I think when I write and produce, I write and produce from a marketing standpoint in the first place. I think that a lot of producers do. I don’t think all producers do, but I think there’s two approaches you can take to it. Some producers have a sound, and they go off on a record, and it can get popular, and they do every other record out of that same sound. So, it develops a brand as far as the sound is concerned. I think the approach that I take is bringing out each individual. So if I’m gonna do a N’Dea Davenport, then I can’t bring up the TLC sounds and do her record. Because then she’s not N’Dea Davenport from the Brand New Heavies who should be the queen of the retro soul thing that was happening. Then if I’m gonna do Joi, and then for me to bring up the Boyz II Men sounds on Joi, she would just jump off a building like, “I can’t do it!” Or get with Fishbone and say, “Well, here’s the sounds I used for Madonna.”

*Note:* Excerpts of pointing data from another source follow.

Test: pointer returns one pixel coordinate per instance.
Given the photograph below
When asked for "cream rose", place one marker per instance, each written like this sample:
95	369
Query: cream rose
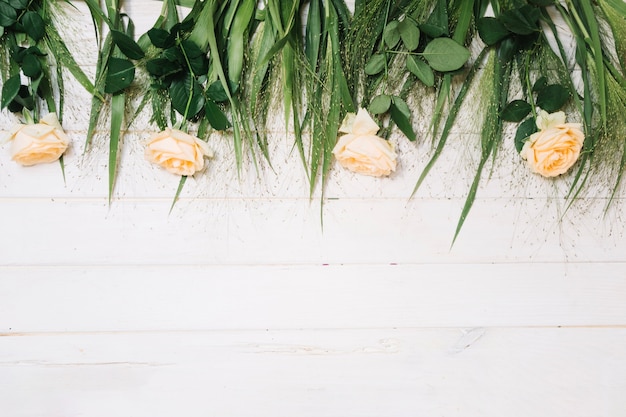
177	151
38	143
360	150
555	147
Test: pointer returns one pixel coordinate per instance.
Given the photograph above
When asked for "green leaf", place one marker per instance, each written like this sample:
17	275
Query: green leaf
10	89
437	23
121	73
216	92
127	45
401	116
198	62
421	70
161	38
552	97
19	4
525	129
161	67
34	25
8	15
186	95
31	66
540	84
516	111
375	64
118	106
444	54
215	116
380	104
391	35
491	30
523	21
409	33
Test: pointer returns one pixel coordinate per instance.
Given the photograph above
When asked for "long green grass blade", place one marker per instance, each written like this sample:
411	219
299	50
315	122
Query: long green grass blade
118	104
454	110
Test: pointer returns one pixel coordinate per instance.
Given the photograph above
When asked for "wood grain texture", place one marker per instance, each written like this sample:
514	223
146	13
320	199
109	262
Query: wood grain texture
447	372
252	299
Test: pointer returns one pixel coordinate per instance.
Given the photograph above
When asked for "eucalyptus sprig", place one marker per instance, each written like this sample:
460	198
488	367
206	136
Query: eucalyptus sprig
31	45
115	72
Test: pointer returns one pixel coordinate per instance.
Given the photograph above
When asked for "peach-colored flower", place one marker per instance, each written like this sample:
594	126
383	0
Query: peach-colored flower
555	147
38	143
360	150
177	151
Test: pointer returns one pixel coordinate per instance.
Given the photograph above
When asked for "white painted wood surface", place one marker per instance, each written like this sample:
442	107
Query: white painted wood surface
240	303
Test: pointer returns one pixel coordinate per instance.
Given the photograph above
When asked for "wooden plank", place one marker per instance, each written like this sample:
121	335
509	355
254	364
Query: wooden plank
358	373
289	231
180	297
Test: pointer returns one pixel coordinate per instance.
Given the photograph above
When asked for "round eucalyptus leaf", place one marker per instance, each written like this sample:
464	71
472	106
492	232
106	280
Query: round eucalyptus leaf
127	45
444	54
216	117
31	67
524	130
552	97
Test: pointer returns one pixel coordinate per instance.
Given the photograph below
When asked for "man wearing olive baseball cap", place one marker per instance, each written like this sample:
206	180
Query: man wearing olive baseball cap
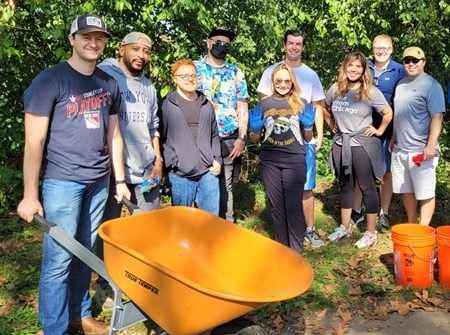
419	106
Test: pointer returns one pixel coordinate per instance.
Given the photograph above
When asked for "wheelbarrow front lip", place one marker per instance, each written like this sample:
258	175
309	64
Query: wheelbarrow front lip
279	296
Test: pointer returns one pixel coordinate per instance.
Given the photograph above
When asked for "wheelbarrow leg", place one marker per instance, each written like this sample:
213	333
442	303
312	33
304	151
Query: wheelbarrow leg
125	313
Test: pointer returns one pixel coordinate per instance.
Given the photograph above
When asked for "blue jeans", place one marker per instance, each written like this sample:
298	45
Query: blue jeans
64	281
204	190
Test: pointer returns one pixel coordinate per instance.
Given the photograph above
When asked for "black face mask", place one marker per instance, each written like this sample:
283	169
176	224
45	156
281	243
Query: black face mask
219	51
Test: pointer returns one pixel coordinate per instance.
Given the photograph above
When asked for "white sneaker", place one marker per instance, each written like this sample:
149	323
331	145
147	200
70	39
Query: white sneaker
368	240
104	298
340	233
313	238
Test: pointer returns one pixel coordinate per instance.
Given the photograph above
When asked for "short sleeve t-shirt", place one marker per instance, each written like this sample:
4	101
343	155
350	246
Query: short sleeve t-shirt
415	102
224	86
78	107
281	129
353	115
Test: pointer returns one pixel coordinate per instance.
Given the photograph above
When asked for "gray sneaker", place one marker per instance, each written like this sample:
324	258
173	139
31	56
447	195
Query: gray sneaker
356	217
313	238
383	224
104	298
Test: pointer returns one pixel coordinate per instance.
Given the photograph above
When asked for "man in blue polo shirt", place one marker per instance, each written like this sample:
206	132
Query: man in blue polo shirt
386	73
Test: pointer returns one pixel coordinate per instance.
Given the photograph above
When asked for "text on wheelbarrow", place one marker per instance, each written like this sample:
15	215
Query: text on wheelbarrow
141	282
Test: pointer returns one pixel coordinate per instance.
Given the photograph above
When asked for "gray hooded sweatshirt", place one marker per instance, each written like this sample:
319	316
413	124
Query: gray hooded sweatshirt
138	123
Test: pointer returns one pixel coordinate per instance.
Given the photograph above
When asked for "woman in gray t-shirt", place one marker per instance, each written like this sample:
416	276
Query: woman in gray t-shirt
356	147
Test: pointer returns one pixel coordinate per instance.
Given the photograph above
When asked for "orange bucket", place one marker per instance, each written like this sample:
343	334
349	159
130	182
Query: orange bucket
443	246
413	254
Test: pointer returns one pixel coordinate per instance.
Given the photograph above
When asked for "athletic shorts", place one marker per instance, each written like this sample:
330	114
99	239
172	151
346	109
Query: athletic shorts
310	148
409	178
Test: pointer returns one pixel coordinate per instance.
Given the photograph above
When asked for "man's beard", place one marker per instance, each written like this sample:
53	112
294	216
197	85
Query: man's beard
134	72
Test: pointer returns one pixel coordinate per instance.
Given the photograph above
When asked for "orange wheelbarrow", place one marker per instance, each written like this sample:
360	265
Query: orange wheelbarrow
191	271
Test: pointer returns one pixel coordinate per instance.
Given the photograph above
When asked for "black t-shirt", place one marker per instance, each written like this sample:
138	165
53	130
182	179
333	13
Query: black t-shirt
282	128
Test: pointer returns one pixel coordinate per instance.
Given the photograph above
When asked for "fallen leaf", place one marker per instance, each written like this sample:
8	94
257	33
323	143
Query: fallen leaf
339	328
278	322
353	262
321	314
345	316
354	290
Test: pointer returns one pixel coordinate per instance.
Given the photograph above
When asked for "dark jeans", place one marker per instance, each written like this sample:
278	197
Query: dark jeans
231	170
361	171
284	178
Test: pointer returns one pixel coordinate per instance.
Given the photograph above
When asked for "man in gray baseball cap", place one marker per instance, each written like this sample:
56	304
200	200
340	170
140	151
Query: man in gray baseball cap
73	142
139	127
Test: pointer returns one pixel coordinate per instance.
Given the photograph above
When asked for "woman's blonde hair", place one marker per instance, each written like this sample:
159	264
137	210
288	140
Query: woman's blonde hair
293	96
344	85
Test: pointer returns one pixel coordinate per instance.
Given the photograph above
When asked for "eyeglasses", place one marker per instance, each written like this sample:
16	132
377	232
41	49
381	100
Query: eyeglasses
382	49
409	60
286	82
220	43
187	76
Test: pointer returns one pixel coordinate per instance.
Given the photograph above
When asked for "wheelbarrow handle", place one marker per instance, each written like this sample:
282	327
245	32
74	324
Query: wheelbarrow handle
73	246
132	208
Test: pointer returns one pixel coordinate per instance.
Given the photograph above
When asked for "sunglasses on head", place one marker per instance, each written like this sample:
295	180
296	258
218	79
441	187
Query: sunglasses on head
286	82
411	59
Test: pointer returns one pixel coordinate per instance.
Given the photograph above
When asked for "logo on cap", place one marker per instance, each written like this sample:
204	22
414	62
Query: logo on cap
93	21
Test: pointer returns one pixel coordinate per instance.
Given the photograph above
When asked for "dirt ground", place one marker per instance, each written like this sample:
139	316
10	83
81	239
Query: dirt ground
419	322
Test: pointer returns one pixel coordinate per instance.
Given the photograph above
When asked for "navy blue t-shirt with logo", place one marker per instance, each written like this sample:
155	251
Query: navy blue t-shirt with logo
79	107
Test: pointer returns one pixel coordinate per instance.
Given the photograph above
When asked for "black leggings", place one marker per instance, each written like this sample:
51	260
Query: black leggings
284	178
361	171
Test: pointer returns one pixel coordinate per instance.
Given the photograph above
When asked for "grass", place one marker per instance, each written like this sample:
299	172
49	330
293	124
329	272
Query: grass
345	277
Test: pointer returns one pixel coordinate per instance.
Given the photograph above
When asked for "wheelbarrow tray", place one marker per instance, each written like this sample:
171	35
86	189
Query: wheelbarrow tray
190	271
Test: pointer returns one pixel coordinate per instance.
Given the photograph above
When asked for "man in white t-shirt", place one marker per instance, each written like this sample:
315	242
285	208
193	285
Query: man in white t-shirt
312	91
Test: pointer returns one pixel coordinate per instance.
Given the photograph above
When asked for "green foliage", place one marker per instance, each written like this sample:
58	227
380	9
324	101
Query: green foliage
10	192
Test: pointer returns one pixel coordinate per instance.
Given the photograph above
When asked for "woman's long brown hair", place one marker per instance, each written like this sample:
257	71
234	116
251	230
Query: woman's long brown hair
344	85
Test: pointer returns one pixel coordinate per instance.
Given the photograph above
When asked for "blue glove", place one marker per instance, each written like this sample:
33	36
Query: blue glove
308	116
256	120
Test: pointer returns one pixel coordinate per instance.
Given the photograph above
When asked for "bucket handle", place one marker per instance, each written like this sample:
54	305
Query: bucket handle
433	259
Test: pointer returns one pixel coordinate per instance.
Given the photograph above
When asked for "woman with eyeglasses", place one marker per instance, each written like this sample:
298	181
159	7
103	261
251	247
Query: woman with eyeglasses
356	149
281	123
191	145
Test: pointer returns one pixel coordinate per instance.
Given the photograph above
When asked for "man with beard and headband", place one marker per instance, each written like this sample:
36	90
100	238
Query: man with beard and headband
311	91
225	86
139	126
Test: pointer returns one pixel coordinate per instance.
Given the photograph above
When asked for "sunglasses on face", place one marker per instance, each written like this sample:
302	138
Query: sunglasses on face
286	82
381	49
220	43
187	76
409	60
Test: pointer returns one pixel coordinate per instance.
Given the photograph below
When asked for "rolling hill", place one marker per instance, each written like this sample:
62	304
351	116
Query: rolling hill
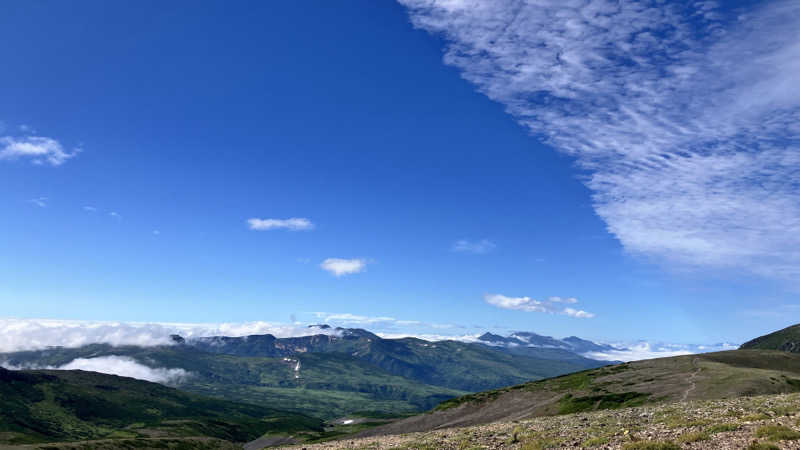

When you have pop artists, you have to make sure they’re a part of the trend that’s going on, with their own switch to it and make sure the music is friendly to the masses of people. I like to work on a lot of subculture artists too, so you have to understand. If you wanna work with somebody that likes drum ‘n’ bass, or if you want to work with Tricky, then you have to have an understanding for ’em. Or they wouldn’t call you or accept that project in a sense, ’cause it would be an injustice if you said, “Here’s a track from TLC that I was gonna do on Tricky.” It wouldn’t bring out the essence of why this guy sells records.
Because you’ve worked with Michael Jackson, Lenny Kravitz, TLC and others, I can’t seem to place you in one genre of music. What kind of producer do you consider yourself?
Just a music producer. I think that it’s good that it’s different genres of people. Like, you have House music producers, or you have hip hop music producers, because that’s what makes the world go around. Fortunately, I’ve been given a gift to be a music producer, period. So I take songs and turn ’em into music. So can we expect a jazz album from you? Yeah, [Laughs] I used to say to people when I was younger, when I would first meet Clive Davis or Gerald Busby, “Hey man, yeah, I did ‘Don’t Take it Personal’ with Monica, but don’t get it wrong, I do music, and there’s so much stuff that I can do!” So when you’re saying it, it’s kind of like, okay, cool, but when the people say it is when it’s really true. So that’s what I’ve worked hard at and will continue to do-being a music producer and not to get held in one genre of music.